BROWSE JOURNEYS BY MAP VIEW

Saturday, 24 May 2025

Long Shop, Leiston

Starting Point - Saxmundham Station. A 4.3 mile bike ride to Leiston Long Shop Museum


Part of the former works of Leiston traction engine maker Richard Garrett survives as the Long Shop Museum. 
Richard Garrett began as a general engineer in 1778 and by the 1840s specialised in agricultural machinery and portable steam engines. The increasing use of steam in agriculture led to the construction of the Long Shop in 1852. At the Great Exhibition the year before Richard Garrett III picked up ideas from America about production lines where workers specialised on a particular process as the item being worked on passed through the factory. The Long Shop is credited as being the UK's first factory to use the production line system. Boilers would enter the Long Shop on a bogie at one end and be fitted up as they passed along the building's series of bays. Parts would be made upstairs for fitting below. The production line system is often credited to Henry Ford but that would not be for fifty years to come.
The works was connected to the railway at Leiston by a short branch line. Originally wagons were moved by horses. From 1929 to 1962 an Aveling & Porter rail mounted traction engine was used, this was replaced by a battery locomotive made by Electromobile (Leeds) Ltd. More details can be found on leedsengine.info including a picture of the loco at Leiston. There is a scheme to rebuild part of the former rail link.
Following a fire at the works in 1914 the company expanded with a new works next to Leiston railway station. The two works became known as the Top Works (near the station) and Town Works (including the Long Shop).
Between the wars, in the face of a downturn in the industry as war surplus petrol engined machinery flooded the market, Richard Garrett became part of Agricultural and General Engineers. The group included many of the great and the good of traction engine manufacture including Burrell's of Thetford and Aveling & Porter of Rochester. The company diversified in to producing Trolleybuses, machine tools and even kitchen white goods. AGE was wound up in 1932 and the Richard Garrett works was taken over by Beyer Peacock. When Beyer Peacock was wound up in the 1970s there were a number of changes in ownership and the company finally disappeared in 1980.
The Top Works survives, divided in to various industrial units as the Master Lord Industrial Estate while part of the Town works survives as the museum and much of the site has been redeveloped.
More information about the Long Shop Museum can be found on their website.

1927 Map (1) (2) 

The railway to Leiston is now just used for freight to the nearby Sizewell nuclear power plant. I cycled from Saxmundham station to Leiston, a distance of 4.3 miles (though buses are available). This bike ride was just following the main roads to Leiston.

Below - The Long Shop




Below - A Garrett traction engine and threshing machine in the works that built them.


Below - A semi-portable engine.


A plough and various pieces made in the forges at the works.


Below - Some of the workshop tools.


Below - Princess Marina, the traction engine displayed in the works.


Below - The threshing machine.

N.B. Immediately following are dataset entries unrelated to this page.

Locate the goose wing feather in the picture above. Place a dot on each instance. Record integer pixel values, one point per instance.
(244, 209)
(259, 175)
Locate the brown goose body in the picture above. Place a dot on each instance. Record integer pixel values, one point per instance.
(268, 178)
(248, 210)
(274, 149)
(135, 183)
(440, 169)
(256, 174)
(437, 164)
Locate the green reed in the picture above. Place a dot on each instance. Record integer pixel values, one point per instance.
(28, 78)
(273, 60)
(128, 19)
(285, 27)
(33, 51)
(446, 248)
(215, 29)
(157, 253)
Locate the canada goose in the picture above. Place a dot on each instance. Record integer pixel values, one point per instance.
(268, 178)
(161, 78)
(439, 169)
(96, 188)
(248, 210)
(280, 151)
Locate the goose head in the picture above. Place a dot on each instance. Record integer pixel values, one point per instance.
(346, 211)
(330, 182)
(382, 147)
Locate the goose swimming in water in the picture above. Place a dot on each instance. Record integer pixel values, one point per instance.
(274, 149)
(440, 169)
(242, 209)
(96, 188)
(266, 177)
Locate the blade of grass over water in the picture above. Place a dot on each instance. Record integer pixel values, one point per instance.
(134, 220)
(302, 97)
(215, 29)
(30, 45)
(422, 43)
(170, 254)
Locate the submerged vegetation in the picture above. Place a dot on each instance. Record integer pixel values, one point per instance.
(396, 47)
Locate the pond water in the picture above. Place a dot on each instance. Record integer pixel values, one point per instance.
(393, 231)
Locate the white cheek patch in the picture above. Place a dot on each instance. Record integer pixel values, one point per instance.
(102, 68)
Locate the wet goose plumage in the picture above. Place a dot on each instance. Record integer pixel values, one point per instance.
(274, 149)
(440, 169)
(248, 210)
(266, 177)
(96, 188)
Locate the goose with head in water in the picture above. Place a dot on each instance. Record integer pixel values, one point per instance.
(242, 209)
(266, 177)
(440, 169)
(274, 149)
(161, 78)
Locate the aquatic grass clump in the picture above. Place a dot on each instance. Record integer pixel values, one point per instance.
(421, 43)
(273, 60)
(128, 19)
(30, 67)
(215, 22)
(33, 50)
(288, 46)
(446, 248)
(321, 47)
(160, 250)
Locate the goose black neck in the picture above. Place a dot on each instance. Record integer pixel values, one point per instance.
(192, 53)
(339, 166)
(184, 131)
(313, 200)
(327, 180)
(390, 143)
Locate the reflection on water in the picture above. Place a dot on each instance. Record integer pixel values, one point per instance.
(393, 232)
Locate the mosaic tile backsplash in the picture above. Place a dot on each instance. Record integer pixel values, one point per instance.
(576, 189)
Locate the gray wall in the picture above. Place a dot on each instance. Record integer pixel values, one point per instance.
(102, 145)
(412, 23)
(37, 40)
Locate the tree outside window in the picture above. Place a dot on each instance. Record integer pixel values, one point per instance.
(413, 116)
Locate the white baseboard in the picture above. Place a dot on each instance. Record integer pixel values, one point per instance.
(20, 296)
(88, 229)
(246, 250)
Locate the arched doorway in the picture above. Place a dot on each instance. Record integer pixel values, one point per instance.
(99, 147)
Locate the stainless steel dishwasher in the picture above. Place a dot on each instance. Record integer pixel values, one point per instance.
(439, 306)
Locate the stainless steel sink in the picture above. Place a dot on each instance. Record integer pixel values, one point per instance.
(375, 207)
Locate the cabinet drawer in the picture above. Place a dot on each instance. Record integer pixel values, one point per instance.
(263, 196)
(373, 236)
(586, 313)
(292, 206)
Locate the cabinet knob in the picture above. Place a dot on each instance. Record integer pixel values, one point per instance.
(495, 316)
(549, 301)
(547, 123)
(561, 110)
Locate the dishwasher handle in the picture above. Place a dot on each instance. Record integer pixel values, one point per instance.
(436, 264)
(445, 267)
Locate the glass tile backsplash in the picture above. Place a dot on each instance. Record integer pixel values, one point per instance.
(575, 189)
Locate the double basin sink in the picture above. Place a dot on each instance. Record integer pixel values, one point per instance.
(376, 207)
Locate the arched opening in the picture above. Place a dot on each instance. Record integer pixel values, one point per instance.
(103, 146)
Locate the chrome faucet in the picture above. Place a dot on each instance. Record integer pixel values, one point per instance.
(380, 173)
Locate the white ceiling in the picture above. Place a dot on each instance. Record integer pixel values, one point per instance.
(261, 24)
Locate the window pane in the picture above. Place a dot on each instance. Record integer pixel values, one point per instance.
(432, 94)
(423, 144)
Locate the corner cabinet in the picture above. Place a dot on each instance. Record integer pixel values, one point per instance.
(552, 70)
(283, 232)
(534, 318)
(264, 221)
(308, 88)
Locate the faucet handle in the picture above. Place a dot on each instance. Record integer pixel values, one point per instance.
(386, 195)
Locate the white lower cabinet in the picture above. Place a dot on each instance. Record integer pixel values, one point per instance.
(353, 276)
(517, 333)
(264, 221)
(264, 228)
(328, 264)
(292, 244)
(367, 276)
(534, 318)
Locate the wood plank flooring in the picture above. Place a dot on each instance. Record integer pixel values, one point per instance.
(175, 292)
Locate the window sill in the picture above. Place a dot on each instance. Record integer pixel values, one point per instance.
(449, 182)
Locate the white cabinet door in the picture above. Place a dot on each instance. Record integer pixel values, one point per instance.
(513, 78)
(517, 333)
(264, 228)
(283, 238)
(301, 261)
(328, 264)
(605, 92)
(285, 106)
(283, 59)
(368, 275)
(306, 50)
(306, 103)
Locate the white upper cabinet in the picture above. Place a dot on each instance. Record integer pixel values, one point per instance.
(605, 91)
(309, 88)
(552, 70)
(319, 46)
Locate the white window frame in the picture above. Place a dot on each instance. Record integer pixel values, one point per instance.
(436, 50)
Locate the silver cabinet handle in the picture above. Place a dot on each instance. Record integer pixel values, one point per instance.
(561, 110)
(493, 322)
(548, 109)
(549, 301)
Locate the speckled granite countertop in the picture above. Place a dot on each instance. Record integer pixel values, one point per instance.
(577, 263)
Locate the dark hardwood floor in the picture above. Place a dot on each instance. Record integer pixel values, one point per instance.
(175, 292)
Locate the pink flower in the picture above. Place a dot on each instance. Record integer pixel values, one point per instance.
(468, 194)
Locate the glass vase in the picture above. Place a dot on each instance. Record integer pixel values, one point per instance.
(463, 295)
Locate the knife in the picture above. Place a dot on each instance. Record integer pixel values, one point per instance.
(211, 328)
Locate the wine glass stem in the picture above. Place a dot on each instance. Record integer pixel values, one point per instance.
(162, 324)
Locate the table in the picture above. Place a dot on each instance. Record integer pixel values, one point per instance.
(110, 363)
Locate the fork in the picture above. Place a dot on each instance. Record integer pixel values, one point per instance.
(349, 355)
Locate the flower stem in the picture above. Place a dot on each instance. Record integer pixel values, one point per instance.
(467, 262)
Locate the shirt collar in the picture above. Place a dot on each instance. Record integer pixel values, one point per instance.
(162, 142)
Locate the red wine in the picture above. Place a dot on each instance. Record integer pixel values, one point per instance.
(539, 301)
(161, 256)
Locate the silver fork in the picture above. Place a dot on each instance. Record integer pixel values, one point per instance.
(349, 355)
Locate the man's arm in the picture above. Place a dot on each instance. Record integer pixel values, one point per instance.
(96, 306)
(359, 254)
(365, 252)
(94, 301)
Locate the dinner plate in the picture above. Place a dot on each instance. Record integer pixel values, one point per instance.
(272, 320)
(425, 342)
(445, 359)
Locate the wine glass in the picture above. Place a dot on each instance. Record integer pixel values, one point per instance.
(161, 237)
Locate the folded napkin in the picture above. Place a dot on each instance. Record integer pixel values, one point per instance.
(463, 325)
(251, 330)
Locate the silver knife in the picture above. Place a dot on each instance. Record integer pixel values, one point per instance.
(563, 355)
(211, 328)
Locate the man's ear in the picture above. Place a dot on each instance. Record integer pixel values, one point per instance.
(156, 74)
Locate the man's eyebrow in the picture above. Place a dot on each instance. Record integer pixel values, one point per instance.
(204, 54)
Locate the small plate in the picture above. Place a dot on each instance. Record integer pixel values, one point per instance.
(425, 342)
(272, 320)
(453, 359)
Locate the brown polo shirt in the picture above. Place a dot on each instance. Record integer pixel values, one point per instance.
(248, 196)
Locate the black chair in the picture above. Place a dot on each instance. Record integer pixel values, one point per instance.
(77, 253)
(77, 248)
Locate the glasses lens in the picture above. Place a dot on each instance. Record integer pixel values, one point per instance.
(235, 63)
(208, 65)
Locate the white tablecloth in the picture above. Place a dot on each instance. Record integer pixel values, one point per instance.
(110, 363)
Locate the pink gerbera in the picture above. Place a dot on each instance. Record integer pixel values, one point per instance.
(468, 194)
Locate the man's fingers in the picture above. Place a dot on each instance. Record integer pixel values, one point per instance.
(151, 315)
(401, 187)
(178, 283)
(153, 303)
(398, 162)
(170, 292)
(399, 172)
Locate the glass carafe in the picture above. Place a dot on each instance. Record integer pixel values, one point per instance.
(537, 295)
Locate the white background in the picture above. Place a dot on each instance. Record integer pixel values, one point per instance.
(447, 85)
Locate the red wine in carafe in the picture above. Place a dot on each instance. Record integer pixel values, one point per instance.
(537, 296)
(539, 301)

The upper floor where parts would be made up for fitting below can be seen.


Below - More of the workshop tools displayed in the former bays.


Below - A view along the production line from the upper level.


Below - One of the ultimate developments in steam tractors before internal combustion took over, the Suffolk Punch Steam Tractor (named after a breed of shire horse) seen in the showroom.

Below - A Merryweather fire engine on display in the showroom.

Below - A Garrett steam roller.


Below - The Aveling & Porter built Sirapite that originally worked on the works railway.


Below - One of the former works buildings now converted to housing. The town works was bound by Main Street, High Street, Cross Street and Park Hill, the museum occupies the north west corner of this site while new housing has been built to the south of the museum and a few other former works buildings have been repurposed.


Below - The former works offices. After the Top Works was built a new larger office complex called Colonial House was built next to the Top Works and this building also survives.

Below - A former board room table and chairs previously belonging to Beyer Peacock. The BP letters can be seen on the chair backs.